# 2.1 Predictive Models: Mauna Loa Dataset

_In this question we will work with the Mauna Loa dataset, which contains atmospheric carbon dioxide (CO2) concentrations derived from the Scripps Institute of Oceanography’s continuous monitoring program at Mauna Loa Observatory Hawaii between 1958 and 1993._

## 2.1.1 Bayesian Linear Regression

_Write down and describe the equations involved in the Bayesian approach to linear regression, whichmay be used to describe an underlying hidden function of time given noisy data points.  You mayassume an independent Gaussian prior over each of the weights and independent noise on each datapoint._

### Solution

As used in lecture 2, we can easily write down the mathematical form the of the Bayesian linear regression

\begin{equation}
    y = \omega X^{\top} + \epsilon
\end{equation}
\begin{equation}
    \text{e.g. } \epsilon \sim \mathcal{N}(\mu, \sigma^{2})
\end{equation}

The likelihood function then follows the following form according to Bishop

\begin{equation}
    p(y | X, \omega) = \mathcal{N}(\omega X_{\top}, \frac{1}{\sigma^{2}}).
\end{equation}

The prior distribution for the likelihood is given by

\begin{equation}
    p(\omega_{0}) = \mathcal{N}(m_{0}, S_{0})
\end{equation}

and its posterior distribution is given by

\begin{equation}
    p(\omega_{i+1} | \omega_{i}, x_{i}, y_{i}) = \mathcal{N}(m_{i+1}, S_{i+1})
\end{equation}
\begin{equation}
    S_{i+1} = \left(S^{-1}_{i} + \beta x^{\top}_{i} x_{i} \right)^{-1}
\end{equation}
\begin{equation}
    m_{i+1} = S_{i+1} \left( S^{-1}_{i} m_{i} + \beta x_{i} y_{i} \right)
\end{equation}

## 2.2.2 Connection between Bayesian Linear Regression and Gaussian Processes

_By considering the covariance of the function in (2.1) at two time points, show how we can derive an equivalent kernel function using an inner product of basis functions.

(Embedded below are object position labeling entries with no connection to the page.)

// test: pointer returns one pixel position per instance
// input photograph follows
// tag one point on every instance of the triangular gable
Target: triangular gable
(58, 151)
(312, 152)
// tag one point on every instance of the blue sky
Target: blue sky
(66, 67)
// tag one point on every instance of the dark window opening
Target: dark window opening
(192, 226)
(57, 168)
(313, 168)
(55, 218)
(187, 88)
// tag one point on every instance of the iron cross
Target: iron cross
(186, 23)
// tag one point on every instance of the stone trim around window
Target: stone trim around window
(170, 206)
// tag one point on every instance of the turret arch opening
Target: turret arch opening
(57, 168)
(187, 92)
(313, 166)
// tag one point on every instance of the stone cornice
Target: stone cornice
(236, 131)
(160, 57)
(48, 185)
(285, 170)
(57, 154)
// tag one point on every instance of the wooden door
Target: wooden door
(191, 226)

Hence show that the Bayesian linear regression approach is equivalent to the Gaussian process approach with a suitable choice of kernel function._

### Solution

To begin, note that the following two notations of Bayesian linear regression and Gaussian processes are equivalent

\begin{equation}
    y = \omega^{\top}X, \quad \omega \sim \mathcal{N}(0, 1_{\{ d \times d \}}) \Longleftrightarrow f \sim \mathcal{GP}(0, K), \quad K(x, x') = x^{\top} x'
\end{equation}

where the kernel of the Gaussian process is the linear kernel. So let's assume we do multiple draws from the Bayesian Linear Regression, then we have multiple function values, i.e.

\begin{equation}
    \{ y_{i} = X_{i} \omega \}_{i \in \mathcal{S}}
\end{equation}

where thence all points have to lie in the same plane, as determined by $\omega$. If we now repeat the same procedure with the Gaussian process, we obtain a set

\begin{equation}
    \{ y_{i} \sim \mathcal{N}(0, X_{i}X_{i}^{\top}) \}_{i \in \mathcal{S}'}.
\end{equation}

If we now diagonalize covariance Kernel, then we obtain

\begin{equation}
    X_{i}X_{i}^{\top} = V \Lambda V^{\top}
\end{equation}

where only the first d diagonal entries are non-zero, armed with which we can then rewrite the set of Gaussian process realizations as

\begin{equation}
    \{ y_{i} = V \Lambda^{\frac{1}{2}} z \}_{i \in \mathcal{S}'}.
\end{equation}

Due to the invariance of the Gaussian distribution under linear transformations, see tutorial 1, we can hence conclude that z can be constrained to be a d-dimensional random variable $\tilde{z}$

\begin{equation}
    f_{i} \overset{d}{=} X_{i} \tilde{z}, \quad \tilde{z} \sim \mathcal{N}(0, 1_{\{ d \times d \}}).
\end{equation}

Hence showing the equivalence of the algorithms, when considering Gaussian processes with linear kernels.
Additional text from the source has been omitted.